With just about 56,000 followers on Instagram since its launch in 2013, K-Deer’s count pales in comparison to competitors like Lululemon — a giant with more than 1.2 million followers — and Athleta with its 131,000. But what it lacks in numbers, it makes up for in terms of engagement.
Each post by the brand gets hundreds of likes. Nearly 20 different hashtags containing the brand, including “#kdeer,” “#kdeerhauteyoga” and “#kdeerleggings” have been used on the platform over 30,000 times. The brand’s fans also displayed their loyalty when they took up arms against Athleta last month, leaving angry comments on an Instagram photo and also taking to Facebook with hashtags like #IStandWithKDeer and #BoycottAthleta.

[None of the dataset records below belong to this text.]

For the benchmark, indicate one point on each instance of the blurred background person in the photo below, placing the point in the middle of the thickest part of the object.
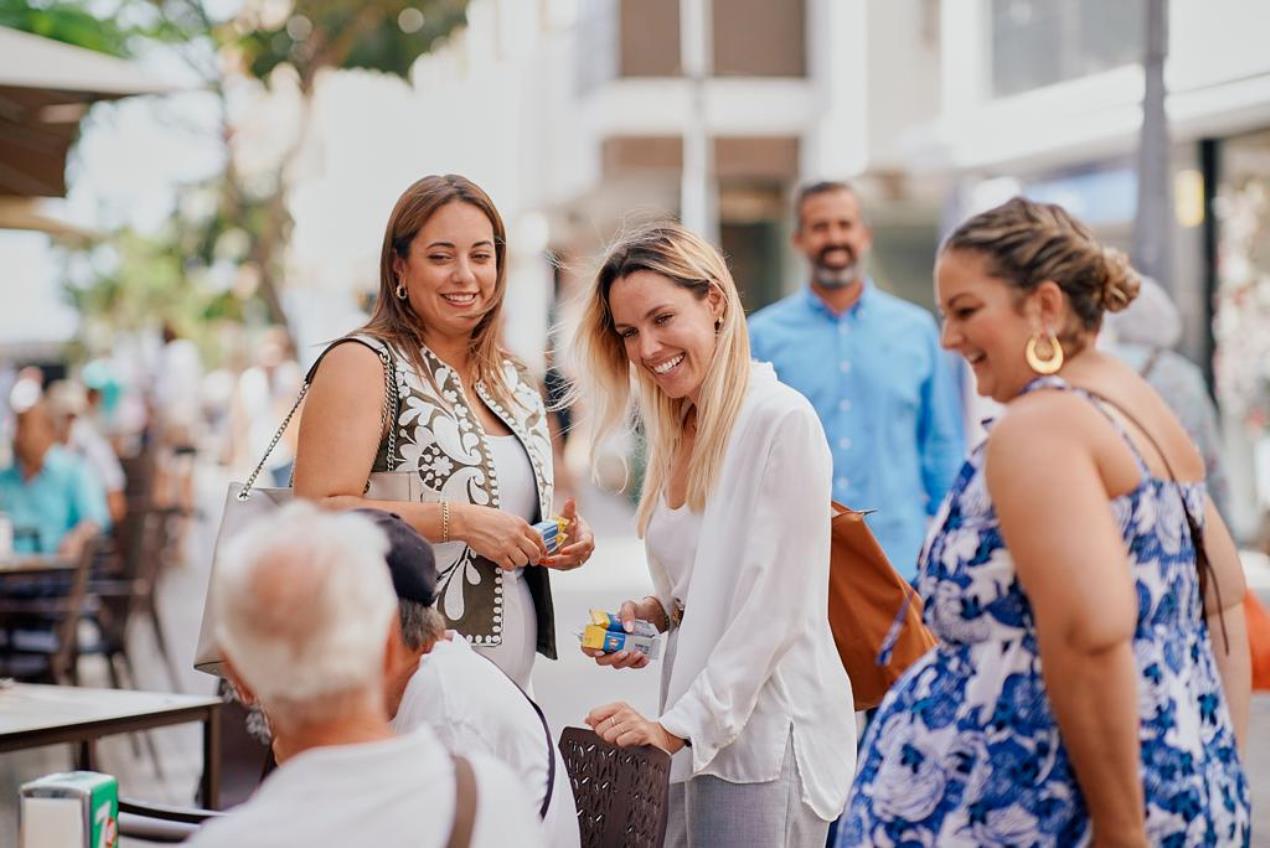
(470, 423)
(263, 395)
(51, 495)
(175, 400)
(756, 707)
(1146, 335)
(1090, 683)
(307, 625)
(871, 366)
(78, 432)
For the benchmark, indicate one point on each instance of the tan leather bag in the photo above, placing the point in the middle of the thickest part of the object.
(873, 611)
(245, 503)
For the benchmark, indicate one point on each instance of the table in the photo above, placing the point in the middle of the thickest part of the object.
(34, 715)
(34, 564)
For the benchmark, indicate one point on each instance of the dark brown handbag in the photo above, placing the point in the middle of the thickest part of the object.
(875, 616)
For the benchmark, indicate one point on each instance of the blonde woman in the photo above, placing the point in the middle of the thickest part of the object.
(1091, 675)
(756, 708)
(470, 423)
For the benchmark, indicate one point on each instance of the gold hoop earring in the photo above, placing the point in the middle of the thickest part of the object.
(1053, 362)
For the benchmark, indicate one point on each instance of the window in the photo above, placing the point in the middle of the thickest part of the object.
(1043, 42)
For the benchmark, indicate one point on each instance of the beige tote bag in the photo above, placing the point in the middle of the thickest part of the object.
(245, 503)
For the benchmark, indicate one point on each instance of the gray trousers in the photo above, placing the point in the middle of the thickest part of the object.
(711, 813)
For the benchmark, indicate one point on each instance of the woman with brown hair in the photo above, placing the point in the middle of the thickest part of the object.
(1090, 683)
(469, 427)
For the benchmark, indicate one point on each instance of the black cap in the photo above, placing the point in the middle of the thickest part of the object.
(410, 560)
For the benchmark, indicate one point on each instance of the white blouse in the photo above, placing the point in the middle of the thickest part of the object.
(672, 540)
(755, 659)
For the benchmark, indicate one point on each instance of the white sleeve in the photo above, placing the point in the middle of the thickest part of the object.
(103, 460)
(504, 813)
(786, 543)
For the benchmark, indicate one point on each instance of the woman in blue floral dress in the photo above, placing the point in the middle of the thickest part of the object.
(1091, 678)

“You only stand up for something that you believe in,” Deer said. “It’s an incredible blessing that we’ve been able to build such an honest and transparent relationship with them. We were one of the first brands adding fun and color to athletic wear, before all the bigger companies started jumping on the bandwagon.”
It also helps that K-Deer has always promoted worthy causes. For example, its “Signature Stripes” collection of prints are named after strong, inspirational women who have made an impact on their communities. The brand donates at least 5 percent of profits from the sale of of these items to an organization or cause.
A photo posted by K-Deer (@k.deer) on
Among other platforms, Facebook is emerging as the place where K-Deer connects with its customers on a more personal level. Pinterest, too, has also become an important forum for the brand over the past year, with K-Deer supplementing its e-commerce website by experimenting with buyable pins.